To solve the problem, we need to find the value of \(|\alpha|\) given the matrix \(A\) and the condition \(|A|^2 = 25\). The matrix \(A\) is given as: \[ A = \begin{pmatrix} 5 & 5\alpha & \alpha \\ 0 & \alpha & 5\alpha \\ 0 & 0 & 5 \end{pmatrix} \] ### Step 1: Calculate the determinant of matrix \(A\) To find the determinant of \(A\), we can use the formula for the determinant of a \(3 \times 3\) matrix: \[ |A| = a(ei - fh) - b(di - fg) + c(dh - eg) \] where the matrix is: \[ \begin{pmatrix} a & b & c \\ d & e & f \\ g & h & i \end{pmatrix} \] For our matrix \(A\): - \(a = 5\), \(b = 5\alpha\), \(c = \alpha\) - \(d = 0\), \(e = \alpha\), \(f = 5\alpha\) - \(g = 0\), \(h = 0\), \(i = 5\) Now, substituting into the determinant formula: \[ |A| = 5(\alpha \cdot 5 - 5\alpha \cdot 0) - 5\alpha(0 \cdot 5 - 5\alpha \cdot 0) + \alpha(0 \cdot 0 - 0 \cdot \alpha) \] This simplifies to: \[ |A| = 5(5\alpha) - 0 + 0 = 25\alpha \] ### Step 2: Use the condition \(|A|^2 = 25\) We are given that \(|A|^2 = 25\).

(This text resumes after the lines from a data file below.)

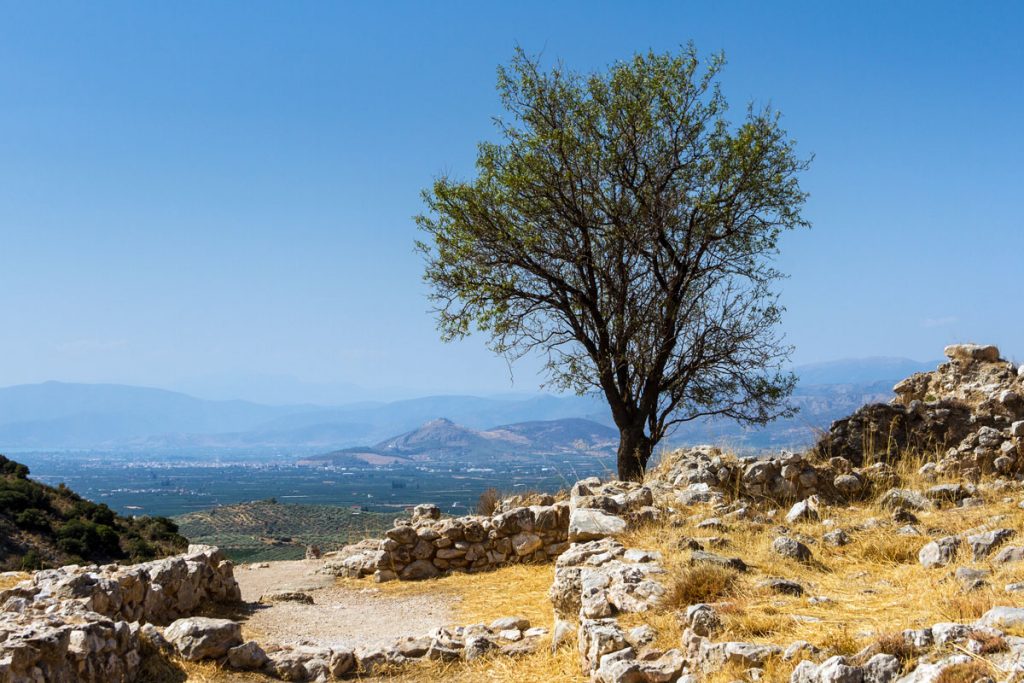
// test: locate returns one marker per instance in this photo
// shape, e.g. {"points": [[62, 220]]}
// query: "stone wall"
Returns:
{"points": [[82, 624], [969, 412], [426, 546]]}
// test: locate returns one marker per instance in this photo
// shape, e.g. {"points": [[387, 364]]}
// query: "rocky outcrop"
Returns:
{"points": [[427, 546], [970, 411], [84, 624], [705, 474], [157, 592]]}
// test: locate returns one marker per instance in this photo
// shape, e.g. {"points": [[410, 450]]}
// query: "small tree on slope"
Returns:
{"points": [[623, 227]]}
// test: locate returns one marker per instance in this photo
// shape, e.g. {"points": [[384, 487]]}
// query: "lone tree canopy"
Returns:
{"points": [[625, 228]]}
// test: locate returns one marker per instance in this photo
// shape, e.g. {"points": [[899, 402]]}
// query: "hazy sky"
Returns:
{"points": [[193, 195]]}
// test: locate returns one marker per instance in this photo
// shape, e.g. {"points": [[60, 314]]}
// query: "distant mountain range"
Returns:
{"points": [[55, 416], [441, 439]]}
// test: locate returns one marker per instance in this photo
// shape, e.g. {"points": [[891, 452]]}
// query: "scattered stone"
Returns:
{"points": [[903, 499], [983, 544], [805, 510], [838, 538], [590, 524], [203, 638], [597, 638], [781, 586], [939, 553], [972, 579], [792, 549], [288, 596], [247, 656], [848, 484], [1004, 617], [702, 620], [700, 557]]}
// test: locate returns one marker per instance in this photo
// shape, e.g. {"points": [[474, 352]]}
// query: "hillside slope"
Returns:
{"points": [[270, 530], [43, 526], [442, 439]]}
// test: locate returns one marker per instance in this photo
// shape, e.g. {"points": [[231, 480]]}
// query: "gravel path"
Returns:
{"points": [[339, 616]]}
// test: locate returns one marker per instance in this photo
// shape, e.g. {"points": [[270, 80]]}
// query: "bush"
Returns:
{"points": [[968, 672], [13, 501], [140, 551], [10, 468], [33, 519], [32, 561], [88, 540], [701, 583]]}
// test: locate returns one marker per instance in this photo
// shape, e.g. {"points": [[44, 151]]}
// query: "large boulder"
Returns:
{"points": [[591, 524], [198, 638]]}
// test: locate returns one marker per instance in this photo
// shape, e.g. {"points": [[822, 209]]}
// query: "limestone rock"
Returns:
{"points": [[940, 552], [983, 544], [203, 638], [903, 499], [805, 510], [247, 656], [791, 548], [590, 524]]}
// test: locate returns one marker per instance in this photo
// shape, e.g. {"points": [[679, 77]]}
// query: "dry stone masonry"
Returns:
{"points": [[85, 624], [94, 624], [426, 546]]}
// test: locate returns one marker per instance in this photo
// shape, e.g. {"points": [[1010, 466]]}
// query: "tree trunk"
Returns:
{"points": [[634, 452]]}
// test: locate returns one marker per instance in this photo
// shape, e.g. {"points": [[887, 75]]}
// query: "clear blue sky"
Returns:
{"points": [[193, 195]]}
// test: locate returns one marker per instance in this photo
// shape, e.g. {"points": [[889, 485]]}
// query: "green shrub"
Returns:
{"points": [[33, 519], [32, 561]]}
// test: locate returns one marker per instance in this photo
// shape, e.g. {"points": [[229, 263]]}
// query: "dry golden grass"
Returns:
{"points": [[519, 590], [701, 583], [11, 581], [965, 673], [875, 588]]}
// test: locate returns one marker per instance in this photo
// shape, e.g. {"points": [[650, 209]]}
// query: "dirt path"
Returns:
{"points": [[339, 616]]}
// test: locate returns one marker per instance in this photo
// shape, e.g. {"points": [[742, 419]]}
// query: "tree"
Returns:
{"points": [[625, 229]]}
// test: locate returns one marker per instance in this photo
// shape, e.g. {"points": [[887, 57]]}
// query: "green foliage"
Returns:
{"points": [[33, 561], [85, 538], [624, 227], [33, 519], [10, 468], [264, 530]]}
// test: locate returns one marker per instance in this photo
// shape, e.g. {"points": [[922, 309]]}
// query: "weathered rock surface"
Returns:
{"points": [[199, 638]]}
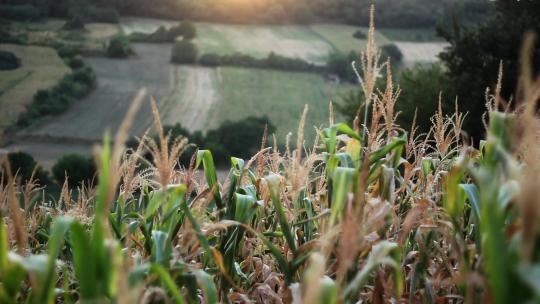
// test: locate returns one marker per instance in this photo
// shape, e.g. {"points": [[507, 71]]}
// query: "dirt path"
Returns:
{"points": [[414, 52], [191, 102]]}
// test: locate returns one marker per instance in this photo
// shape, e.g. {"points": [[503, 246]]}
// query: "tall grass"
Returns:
{"points": [[370, 213]]}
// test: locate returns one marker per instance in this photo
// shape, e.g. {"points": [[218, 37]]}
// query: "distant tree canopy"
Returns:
{"points": [[8, 61], [186, 30], [119, 47], [184, 51], [391, 13], [23, 165], [475, 53]]}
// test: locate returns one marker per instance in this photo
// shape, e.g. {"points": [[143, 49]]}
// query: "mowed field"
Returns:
{"points": [[309, 42], [199, 98], [41, 68]]}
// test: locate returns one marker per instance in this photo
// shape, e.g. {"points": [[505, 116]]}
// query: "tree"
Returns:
{"points": [[23, 164], [8, 61], [475, 53], [184, 52], [421, 87], [187, 30], [76, 167], [119, 48]]}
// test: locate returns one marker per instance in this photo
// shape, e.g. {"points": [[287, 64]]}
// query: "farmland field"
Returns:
{"points": [[199, 98], [280, 95], [310, 42], [41, 68]]}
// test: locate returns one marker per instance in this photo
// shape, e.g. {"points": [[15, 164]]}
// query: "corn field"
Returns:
{"points": [[371, 213]]}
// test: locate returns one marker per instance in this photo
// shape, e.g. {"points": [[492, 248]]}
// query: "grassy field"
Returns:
{"points": [[197, 97], [310, 42], [411, 35], [41, 68], [280, 95]]}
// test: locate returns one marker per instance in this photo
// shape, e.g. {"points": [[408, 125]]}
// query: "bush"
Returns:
{"points": [[184, 52], [240, 139], [8, 61], [78, 169], [74, 24], [420, 89], [340, 64], [393, 52], [23, 164], [22, 12], [187, 30], [359, 34], [91, 13], [57, 99], [119, 47], [75, 62]]}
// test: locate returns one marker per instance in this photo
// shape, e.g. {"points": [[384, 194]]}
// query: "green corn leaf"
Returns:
{"points": [[161, 248], [55, 244], [206, 158], [379, 256], [344, 180], [274, 187], [207, 285], [84, 262], [168, 282]]}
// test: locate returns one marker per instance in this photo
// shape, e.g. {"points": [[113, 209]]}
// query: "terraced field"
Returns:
{"points": [[41, 69]]}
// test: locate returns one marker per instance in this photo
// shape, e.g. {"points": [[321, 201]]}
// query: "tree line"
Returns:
{"points": [[392, 13]]}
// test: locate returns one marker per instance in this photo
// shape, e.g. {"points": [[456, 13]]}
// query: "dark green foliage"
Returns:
{"points": [[119, 47], [92, 13], [8, 61], [75, 62], [77, 167], [421, 87], [475, 53], [57, 99], [273, 61], [22, 12], [242, 138], [340, 64], [232, 139], [23, 165], [393, 52], [359, 34], [184, 52], [186, 29]]}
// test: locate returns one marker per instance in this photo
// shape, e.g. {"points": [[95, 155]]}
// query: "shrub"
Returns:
{"points": [[76, 23], [359, 34], [187, 30], [119, 47], [340, 64], [239, 138], [184, 52], [8, 61], [75, 62], [22, 12], [57, 99], [23, 164], [90, 13], [420, 89], [393, 52], [76, 167]]}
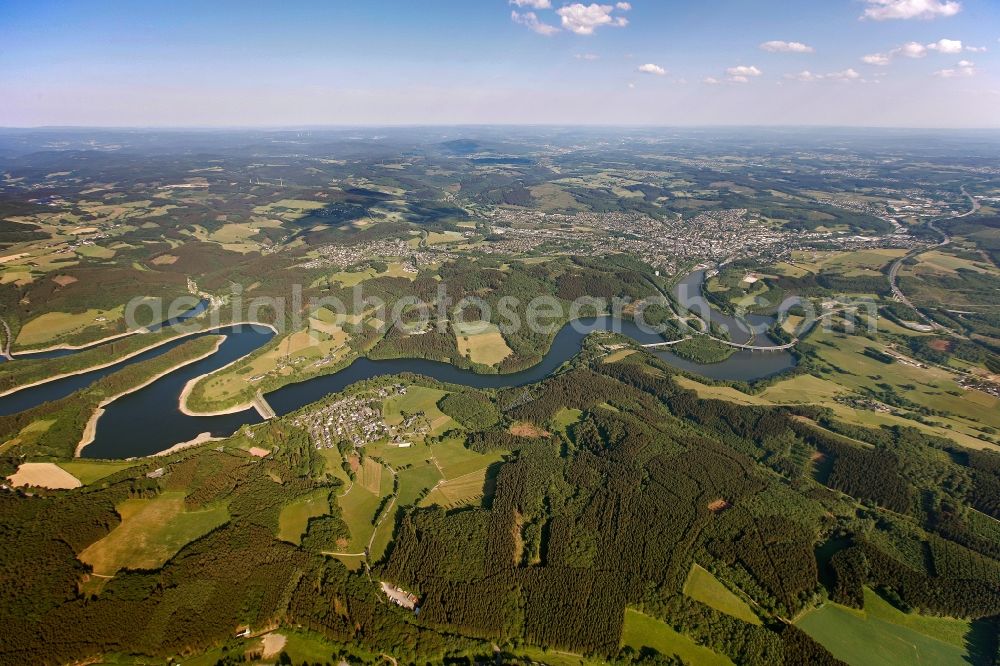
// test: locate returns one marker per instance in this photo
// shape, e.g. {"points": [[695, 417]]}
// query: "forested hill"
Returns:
{"points": [[625, 481]]}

Therefore: \[ (25\alpha)^2 = 25 \] This simplifies to: \[ 625\alpha^2 = 25 \] ### Step 3: Solve for \(\alpha^2\) Dividing both sides by 625: \[ \alpha^2 = \frac{25}{625} = \frac{1}{25} \] ### Step 4: Find \(|\alpha|\) Taking the square root of both sides gives: \[ |\alpha| = \sqrt{\frac{1}{25}} = \frac{1}{5} \] Thus, the final answer is: \[ |\alpha| = \frac{1}{5} \]